I'm also no expert on Freud, but in reading ALL of his books (yes, I went to grad school), I think I was able to glean at least a surface understanding. If anything, Freud was recommending that all of us open our eyes to ourselves, confront our defenses, admit that life is rife with conflicts and disappointments, but then just get on with it anyway! His work showed that denial and other defenses could be -when taken too far - maladjustments to life, leading to all kinds of dysfunctional mental, emotional, and even physical states.

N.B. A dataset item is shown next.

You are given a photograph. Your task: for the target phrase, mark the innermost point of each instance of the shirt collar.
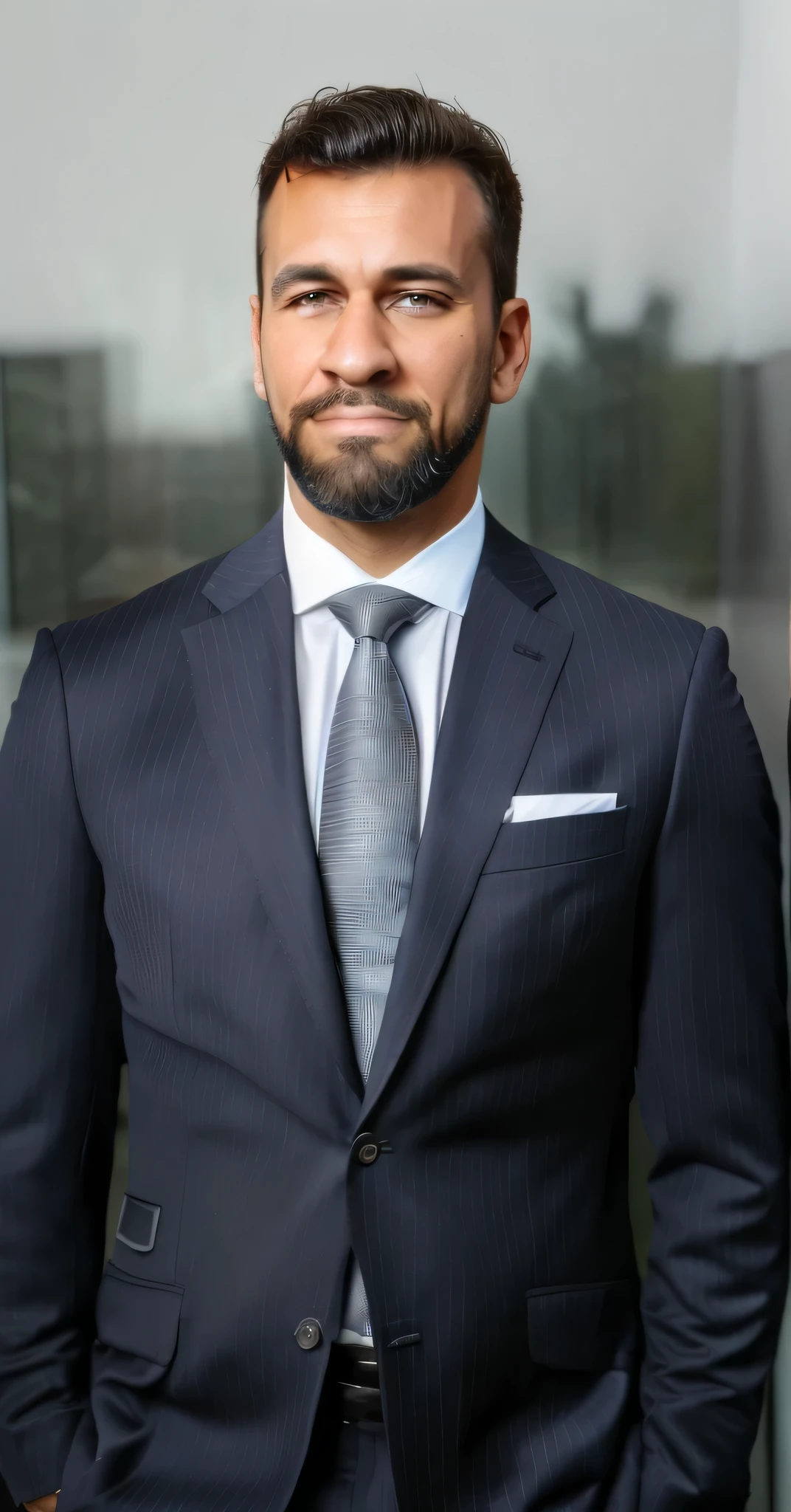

Interesting, right? But am I just intellectualizing here? And, really, this is a blog post, so enough already! All I'm really trying to say is that it's hard, at times, just readjusting to what amounts to a sort of new life. I'm getting my feet back on the ground, moving forward, but I'm not fully recovered yet - and that means not just my injured heart but also my tumultuous psyche. I remain confident that I'll emerge from this eventually, and I wish it would be NOW, but time is an essential part of the healing process, isn't it?
If you are healing from any difficulties in your life, know that you aren't alone and that we all have to face our own demons now and then. Let's all try to be patient - but let's also admit that our task is not simply waiting for time to pass. Instead, we have to work actively at getting better, and not just physically.
In closing this all-too-long post, I just want to re-thank everyone who has been on my side and wishing me well. Every single thought matters and helps. Thank you!